Originariamente, tuttavia, il quartiere di Skadarlija fu un luogo particolarmente poco consigliabile. Serbi, turchi e gitani si radunavano nei pub e nei locali per consumare alcolici a basso prezzo, con risse alla portata della serata. Quel che però era un luogo poco raccomandabile nel giro di qualche decennio cambiò completamente volto, attirando artisti e intellettuali di genere vario, tra scrittori, poeti, studenti e musicisti, provenienti da tutta la città e dal resto del paese. Ad aver decretato il successo del quartiere è stata la sua centrale posizione in città, offrendo appartamenti a basso costo poco distanti dal Teatro Nazionale.

Occorse attendere metà XIX secolo per vedere Skadarlija completamente trasformato. Le taverne e i pub malfamati si trasformarono in locali raffinati, verosimili ai caffè letterali francesi o italiani. E così, per un intero secolo Skadarlija favorì la crescita di tutta la città, tanto da diventare sede di mostre artistiche e gallerie d’arte. L’ultimo importante restauro urbano avvenuto nel 1966 portò ulteriori profonde alterazioni: le vie furono rese pedonali, le strade acciottolate vennero riqualificate e altrettanto i ristoranti furono dettagliatamente restaurati.

Uno dei personaggi chiave nella storia del quartiere fu Đura Jakšić, pseudonimo di Georgije Jakšić, noto scrittore e pittore serbo, la cui storica abitazione posta al numero civico 34 è stata adibita in una casa-museo.
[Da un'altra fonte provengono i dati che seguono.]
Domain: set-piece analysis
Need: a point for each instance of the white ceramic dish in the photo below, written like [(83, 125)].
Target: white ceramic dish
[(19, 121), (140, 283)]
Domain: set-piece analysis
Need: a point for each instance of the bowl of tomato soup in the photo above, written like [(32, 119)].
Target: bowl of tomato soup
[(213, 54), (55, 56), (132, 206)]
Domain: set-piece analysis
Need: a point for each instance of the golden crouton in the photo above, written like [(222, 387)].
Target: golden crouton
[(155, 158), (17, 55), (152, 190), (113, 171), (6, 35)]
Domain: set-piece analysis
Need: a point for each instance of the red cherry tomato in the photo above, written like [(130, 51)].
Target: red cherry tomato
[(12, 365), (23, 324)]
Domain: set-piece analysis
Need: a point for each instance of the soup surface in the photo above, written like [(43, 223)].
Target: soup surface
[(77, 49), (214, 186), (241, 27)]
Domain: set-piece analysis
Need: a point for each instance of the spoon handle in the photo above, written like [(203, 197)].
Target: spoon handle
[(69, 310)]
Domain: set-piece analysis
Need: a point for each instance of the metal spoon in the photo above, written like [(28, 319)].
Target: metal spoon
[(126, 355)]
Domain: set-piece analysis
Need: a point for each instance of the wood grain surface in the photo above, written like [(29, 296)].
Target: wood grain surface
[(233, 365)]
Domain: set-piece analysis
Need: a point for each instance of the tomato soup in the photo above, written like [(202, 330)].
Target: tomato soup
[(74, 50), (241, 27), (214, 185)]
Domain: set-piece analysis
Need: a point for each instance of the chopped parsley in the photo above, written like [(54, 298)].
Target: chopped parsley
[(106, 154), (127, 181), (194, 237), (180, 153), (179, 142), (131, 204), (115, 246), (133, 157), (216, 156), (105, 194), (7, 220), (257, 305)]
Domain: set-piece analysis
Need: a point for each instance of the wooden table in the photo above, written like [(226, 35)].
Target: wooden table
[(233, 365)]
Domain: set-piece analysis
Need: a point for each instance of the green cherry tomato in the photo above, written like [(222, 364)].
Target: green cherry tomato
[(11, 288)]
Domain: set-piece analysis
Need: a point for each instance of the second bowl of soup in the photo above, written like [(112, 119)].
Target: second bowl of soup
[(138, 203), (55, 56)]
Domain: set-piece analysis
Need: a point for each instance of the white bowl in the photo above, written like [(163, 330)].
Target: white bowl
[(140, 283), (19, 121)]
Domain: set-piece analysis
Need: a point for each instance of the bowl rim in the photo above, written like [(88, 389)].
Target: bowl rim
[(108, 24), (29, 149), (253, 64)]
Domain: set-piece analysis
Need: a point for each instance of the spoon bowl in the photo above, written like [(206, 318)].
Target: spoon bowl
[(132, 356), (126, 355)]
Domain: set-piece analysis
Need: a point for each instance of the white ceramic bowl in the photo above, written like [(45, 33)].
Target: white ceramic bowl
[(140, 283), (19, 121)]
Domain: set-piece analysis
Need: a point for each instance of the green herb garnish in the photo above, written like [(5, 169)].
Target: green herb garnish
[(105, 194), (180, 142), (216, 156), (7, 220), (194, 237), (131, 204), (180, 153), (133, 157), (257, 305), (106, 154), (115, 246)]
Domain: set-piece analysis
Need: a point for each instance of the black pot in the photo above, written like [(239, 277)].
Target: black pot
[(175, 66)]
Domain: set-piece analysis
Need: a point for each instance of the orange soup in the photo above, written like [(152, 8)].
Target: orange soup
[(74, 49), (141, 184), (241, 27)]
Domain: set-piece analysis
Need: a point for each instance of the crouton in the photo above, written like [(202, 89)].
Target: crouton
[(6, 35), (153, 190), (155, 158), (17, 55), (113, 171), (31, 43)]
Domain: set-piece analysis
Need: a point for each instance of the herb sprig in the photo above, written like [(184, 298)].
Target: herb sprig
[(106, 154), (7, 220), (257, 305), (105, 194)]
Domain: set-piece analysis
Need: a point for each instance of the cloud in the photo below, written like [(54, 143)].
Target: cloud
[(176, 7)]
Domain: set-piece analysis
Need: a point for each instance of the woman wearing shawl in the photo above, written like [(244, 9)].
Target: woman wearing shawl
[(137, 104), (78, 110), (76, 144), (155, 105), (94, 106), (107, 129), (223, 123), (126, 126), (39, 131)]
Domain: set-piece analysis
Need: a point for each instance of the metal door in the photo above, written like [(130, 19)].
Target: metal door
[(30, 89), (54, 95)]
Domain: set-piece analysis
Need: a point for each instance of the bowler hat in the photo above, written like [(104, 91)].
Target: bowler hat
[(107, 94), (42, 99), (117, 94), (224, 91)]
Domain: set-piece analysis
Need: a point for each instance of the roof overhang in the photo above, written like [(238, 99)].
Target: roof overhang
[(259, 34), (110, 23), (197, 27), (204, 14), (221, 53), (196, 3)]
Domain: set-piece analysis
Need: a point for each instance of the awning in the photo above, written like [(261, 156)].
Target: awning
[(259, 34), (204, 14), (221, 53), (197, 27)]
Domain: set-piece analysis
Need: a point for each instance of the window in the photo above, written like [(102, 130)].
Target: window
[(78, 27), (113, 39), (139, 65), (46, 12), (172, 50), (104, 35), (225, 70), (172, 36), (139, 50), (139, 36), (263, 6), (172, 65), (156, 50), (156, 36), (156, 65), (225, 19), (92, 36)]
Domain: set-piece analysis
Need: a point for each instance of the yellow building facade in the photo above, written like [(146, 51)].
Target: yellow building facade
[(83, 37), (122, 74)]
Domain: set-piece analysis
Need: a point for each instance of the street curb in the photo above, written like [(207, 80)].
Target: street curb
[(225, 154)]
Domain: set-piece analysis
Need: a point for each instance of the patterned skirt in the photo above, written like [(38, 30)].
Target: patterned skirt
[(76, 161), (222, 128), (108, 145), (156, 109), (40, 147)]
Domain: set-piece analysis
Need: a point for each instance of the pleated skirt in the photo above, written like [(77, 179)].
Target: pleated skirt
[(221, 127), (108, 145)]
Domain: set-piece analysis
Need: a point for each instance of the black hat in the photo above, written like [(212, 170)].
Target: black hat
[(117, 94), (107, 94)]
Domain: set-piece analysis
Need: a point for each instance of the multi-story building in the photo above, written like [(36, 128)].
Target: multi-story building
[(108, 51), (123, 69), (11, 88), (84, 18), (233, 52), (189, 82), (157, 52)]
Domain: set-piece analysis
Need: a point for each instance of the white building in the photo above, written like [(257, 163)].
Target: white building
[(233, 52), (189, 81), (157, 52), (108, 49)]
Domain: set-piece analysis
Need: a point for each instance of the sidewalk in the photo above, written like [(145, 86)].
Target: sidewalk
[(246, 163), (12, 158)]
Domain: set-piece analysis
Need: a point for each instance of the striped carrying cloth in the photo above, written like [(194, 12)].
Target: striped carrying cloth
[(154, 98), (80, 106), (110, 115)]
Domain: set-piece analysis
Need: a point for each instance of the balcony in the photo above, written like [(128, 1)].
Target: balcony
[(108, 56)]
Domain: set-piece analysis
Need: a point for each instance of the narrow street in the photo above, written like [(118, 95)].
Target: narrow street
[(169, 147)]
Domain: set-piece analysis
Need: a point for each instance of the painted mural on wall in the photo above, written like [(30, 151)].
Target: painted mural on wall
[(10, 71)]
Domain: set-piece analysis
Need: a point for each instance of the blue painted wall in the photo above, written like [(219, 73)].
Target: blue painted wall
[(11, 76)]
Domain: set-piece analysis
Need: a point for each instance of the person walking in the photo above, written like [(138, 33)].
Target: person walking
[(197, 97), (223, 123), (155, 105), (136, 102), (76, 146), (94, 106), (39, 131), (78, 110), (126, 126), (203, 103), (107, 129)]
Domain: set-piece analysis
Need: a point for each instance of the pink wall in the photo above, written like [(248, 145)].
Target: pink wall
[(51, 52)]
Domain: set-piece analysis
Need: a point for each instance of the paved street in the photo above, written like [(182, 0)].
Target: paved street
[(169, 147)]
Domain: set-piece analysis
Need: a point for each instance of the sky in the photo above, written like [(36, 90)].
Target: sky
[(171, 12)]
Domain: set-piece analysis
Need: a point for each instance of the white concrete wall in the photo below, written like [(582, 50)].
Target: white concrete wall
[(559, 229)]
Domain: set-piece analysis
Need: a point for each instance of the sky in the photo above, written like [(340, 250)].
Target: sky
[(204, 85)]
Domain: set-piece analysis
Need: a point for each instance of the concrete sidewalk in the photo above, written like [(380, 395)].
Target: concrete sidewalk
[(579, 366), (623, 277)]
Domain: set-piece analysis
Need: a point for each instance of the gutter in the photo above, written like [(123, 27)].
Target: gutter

Al suo ingresso, nel 1990, è stato installato un monumento scultoreo in bronzo raffigurante l’artista seduto. Non molto distante è presente anche un’altra interessante scultura, quella dedicata a Joakim Vujić, attore e scrittore considerato da molti come il padre del Teatro Serbo. Joakim Vujić fu infatti direttore del Knjaževsko-Srpski Teatar (Teatro Serbo Reale) di Kragujevac negli anni 1835/1836.